Она внезапно ощутила безмерную усталость.

— Я носила много имен — Окура, Асагао, Юкико… Но какую роль играют для нас с тобой имена? Имена меняются вместе с переменой положения, можно даже, чтобы каждый из друзей звал тебя по-иному. Я была придворной дамой — сам этот двор давным-давно ушел в небытие. Когда я больше не могла делать вид, что смертна, но убоялась объявить, что бессмертна, я постриглась в монахини и жила подаянием, переходя от святилища к святилищу, от приюта к приюту.

— Мне, наверно, было легче, — откликнулся он, — но я тоже открыл, что лучше не задерживаться на одном, месте и держаться подальше от сильных мира сего, ибо те могут пожелать оставить меня при себе. Так и скитался, пока не набрел на этот райский уголок. А почему ты покинула… Ниппон — так, что ли, называется твоя родная земля?

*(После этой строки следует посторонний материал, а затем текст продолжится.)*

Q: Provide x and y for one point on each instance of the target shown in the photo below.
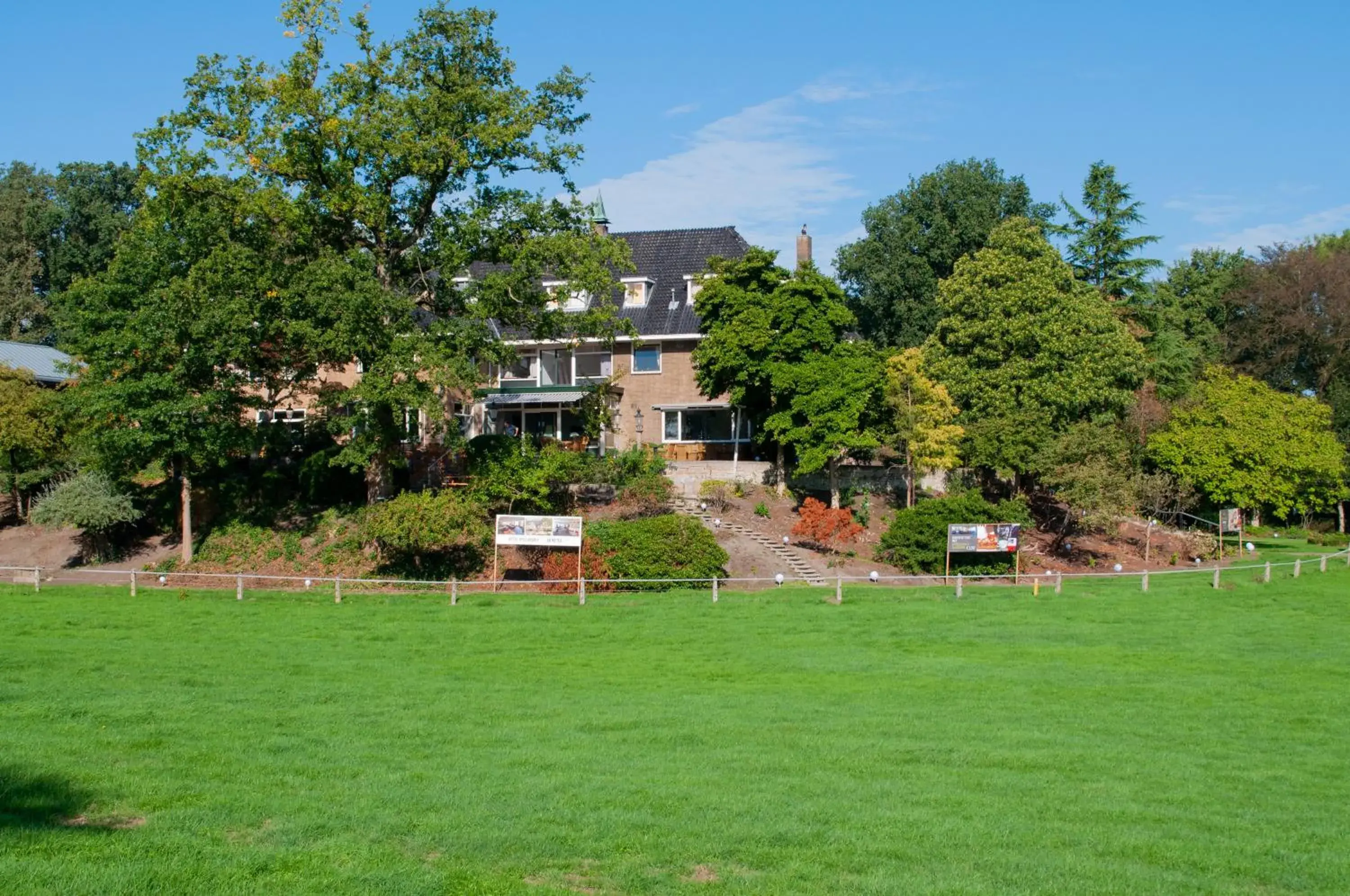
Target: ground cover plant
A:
(1103, 740)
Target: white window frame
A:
(578, 380)
(661, 354)
(578, 300)
(646, 293)
(738, 420)
(532, 358)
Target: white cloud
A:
(766, 169)
(1252, 238)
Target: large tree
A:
(1026, 350)
(1244, 443)
(53, 230)
(755, 316)
(1101, 247)
(828, 409)
(407, 158)
(914, 239)
(921, 419)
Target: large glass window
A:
(647, 359)
(523, 369)
(702, 424)
(593, 367)
(555, 369)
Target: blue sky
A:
(1229, 121)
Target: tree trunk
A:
(909, 478)
(187, 516)
(782, 471)
(377, 478)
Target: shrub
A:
(717, 493)
(449, 528)
(90, 501)
(666, 547)
(825, 527)
(648, 496)
(917, 536)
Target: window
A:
(702, 424)
(577, 300)
(638, 291)
(647, 359)
(592, 367)
(693, 282)
(522, 369)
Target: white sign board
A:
(542, 532)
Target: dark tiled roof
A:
(666, 258)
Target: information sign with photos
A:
(539, 532)
(994, 538)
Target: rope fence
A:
(453, 589)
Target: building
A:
(657, 399)
(46, 365)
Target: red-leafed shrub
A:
(824, 527)
(559, 569)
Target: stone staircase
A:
(794, 563)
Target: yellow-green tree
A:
(922, 424)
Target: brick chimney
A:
(804, 247)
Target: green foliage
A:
(832, 404)
(407, 158)
(666, 547)
(914, 239)
(917, 538)
(418, 524)
(1246, 444)
(1184, 316)
(53, 230)
(756, 318)
(1025, 350)
(1090, 469)
(922, 409)
(1101, 250)
(90, 501)
(32, 450)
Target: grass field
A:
(1101, 741)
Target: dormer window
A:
(638, 291)
(693, 282)
(577, 300)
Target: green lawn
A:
(1099, 741)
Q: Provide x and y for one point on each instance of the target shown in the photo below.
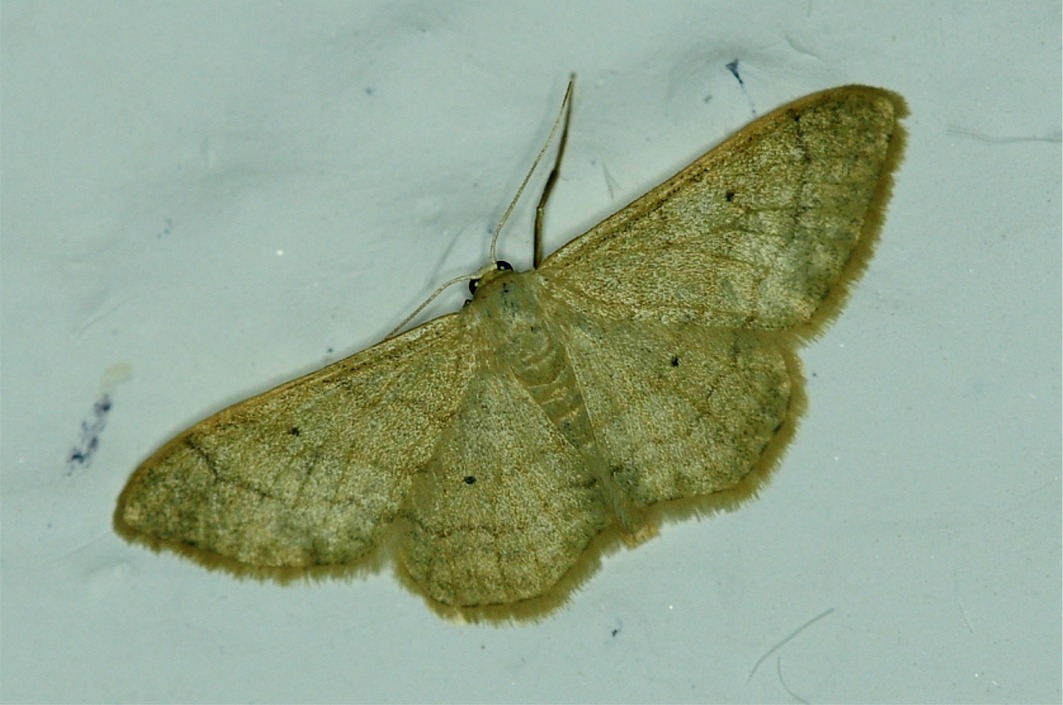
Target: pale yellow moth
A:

— Я всегда надеялась отыскать кого-нибудь подобного себе, положить конец одиночеству, а точнее — бессмысленности существования. Пыталась обрести смысл жизни в буддизме, но просветление так и не пришло. Потом до нас дошли вести, что монголы — те, что завоевали Китай и пытались вторгнуться к нам, но Божественный Ветер разметал их корабли, — так вот, что они изгнаны. А китайцы в те времена ходили по морю в самые дальние края, в том числе и к нам. Эта страна — наша духовная родина, мать цивилизации. — Заметив его недоумение, она припомнила, что он низкорожденный и удалился от мира еще до ее появления на свет. — Нам были ведомы многие святые места Китая. И мне подумалось, что если где и есть прочие… бессмертные, то непременно там. Вот я и пустилась в паломничество; капитан судна взялся доставить меня из благих побуждений, а на этих берегах я отправилась в пешее странствие… Я тогда просто не представляла, сколь велика эта страна.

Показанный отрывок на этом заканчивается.